C. Jenis-Jenis Manajemen
Konflik
Dalam manajemen knflik memiliki jenis
atau bentuk konflik yang sering terjadi dilapangan baik dari segi pelaku
ataupun dari perannya. Menurut G. Owens menyebutkan bahwa konflik dapat terjadi
antara seseorang atau unit-unit social yang disebut dengan konflik
interpersonal, intergroup, dan internasional.
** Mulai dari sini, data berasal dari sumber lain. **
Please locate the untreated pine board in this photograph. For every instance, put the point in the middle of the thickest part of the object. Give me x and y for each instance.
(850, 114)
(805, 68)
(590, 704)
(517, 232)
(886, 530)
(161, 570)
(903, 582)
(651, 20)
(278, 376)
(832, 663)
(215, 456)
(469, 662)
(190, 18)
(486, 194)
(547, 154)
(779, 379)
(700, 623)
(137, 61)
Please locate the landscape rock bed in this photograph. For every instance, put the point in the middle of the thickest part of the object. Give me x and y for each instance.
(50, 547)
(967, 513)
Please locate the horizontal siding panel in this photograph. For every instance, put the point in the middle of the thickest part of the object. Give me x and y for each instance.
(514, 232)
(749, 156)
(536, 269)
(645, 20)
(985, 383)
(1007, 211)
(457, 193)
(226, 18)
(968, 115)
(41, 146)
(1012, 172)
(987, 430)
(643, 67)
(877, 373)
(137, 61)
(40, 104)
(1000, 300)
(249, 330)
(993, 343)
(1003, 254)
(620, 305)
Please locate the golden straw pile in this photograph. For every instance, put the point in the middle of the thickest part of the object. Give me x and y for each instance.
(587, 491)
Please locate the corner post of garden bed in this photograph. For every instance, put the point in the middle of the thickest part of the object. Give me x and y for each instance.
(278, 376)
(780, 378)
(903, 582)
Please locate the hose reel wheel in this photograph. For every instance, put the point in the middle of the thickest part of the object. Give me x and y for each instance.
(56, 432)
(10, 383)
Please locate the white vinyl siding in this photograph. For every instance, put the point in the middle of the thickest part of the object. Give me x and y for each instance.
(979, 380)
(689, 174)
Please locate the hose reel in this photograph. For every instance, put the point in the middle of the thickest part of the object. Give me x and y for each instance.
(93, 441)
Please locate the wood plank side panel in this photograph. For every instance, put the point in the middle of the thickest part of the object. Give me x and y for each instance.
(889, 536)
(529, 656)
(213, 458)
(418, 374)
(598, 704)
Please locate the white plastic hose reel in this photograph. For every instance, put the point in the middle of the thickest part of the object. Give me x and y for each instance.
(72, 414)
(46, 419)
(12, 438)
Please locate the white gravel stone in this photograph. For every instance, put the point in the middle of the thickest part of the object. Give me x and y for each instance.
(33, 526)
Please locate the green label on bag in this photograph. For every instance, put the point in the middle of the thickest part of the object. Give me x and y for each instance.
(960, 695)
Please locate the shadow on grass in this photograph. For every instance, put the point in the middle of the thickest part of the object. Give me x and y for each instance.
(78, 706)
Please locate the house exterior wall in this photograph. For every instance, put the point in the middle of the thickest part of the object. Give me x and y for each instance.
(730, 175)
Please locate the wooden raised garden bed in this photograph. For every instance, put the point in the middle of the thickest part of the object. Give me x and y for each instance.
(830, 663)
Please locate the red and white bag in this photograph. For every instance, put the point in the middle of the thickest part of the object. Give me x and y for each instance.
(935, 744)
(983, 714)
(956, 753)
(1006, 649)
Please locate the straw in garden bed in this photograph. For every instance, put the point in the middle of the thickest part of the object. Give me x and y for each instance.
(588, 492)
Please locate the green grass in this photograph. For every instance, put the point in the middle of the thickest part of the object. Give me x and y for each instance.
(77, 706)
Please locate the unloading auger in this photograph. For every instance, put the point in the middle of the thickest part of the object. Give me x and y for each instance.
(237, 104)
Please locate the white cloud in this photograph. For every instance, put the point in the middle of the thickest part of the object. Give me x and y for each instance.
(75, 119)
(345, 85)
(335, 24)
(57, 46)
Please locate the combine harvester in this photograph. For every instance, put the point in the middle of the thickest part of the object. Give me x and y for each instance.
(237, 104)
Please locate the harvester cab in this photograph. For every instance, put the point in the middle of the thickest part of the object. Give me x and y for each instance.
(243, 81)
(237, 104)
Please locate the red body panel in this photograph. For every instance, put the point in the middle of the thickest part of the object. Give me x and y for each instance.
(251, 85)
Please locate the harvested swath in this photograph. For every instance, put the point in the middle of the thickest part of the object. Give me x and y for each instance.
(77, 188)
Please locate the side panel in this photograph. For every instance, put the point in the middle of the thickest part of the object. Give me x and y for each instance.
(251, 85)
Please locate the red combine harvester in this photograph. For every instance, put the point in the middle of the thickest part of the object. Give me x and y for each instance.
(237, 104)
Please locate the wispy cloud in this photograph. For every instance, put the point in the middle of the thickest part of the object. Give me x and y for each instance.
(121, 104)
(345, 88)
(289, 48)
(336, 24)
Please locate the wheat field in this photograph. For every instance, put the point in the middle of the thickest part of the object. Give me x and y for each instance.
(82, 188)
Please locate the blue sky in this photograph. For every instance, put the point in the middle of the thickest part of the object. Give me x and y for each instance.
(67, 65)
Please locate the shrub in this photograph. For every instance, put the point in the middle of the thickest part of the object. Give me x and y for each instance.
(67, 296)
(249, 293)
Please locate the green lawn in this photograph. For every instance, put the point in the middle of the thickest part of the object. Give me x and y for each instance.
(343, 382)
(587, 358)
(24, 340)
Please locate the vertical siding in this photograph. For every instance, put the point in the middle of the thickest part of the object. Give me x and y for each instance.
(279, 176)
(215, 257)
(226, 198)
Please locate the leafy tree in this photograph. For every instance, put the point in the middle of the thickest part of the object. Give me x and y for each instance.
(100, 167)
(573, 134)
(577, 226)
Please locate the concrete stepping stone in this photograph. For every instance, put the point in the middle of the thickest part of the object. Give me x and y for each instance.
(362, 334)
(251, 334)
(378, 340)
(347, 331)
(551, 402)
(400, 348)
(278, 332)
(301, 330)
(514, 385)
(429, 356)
Adapun tingkatan dari manajemen
konflik itu sendiri terdiri dari:
1.
Konflik interpersonal,
suatu konflik yang terdiri didalam diri seseorang.
2.
Konflik intergroup,
suatu konflik yang terjadi antara dua individu atau lebih.
3.
Konflik intragroup,
konflik antara dua atau beberapa orang dalam satu group.
4.
Konflik intergroup,
konflik yang terjadai antar kelompok.
5.
Konflik intraorganisasi
konflik yang terjadi antarunit dalam organisasi.
6.
Konflik
interorganisasi, yaitu konflik yang terjadi aantar organisasi.[6]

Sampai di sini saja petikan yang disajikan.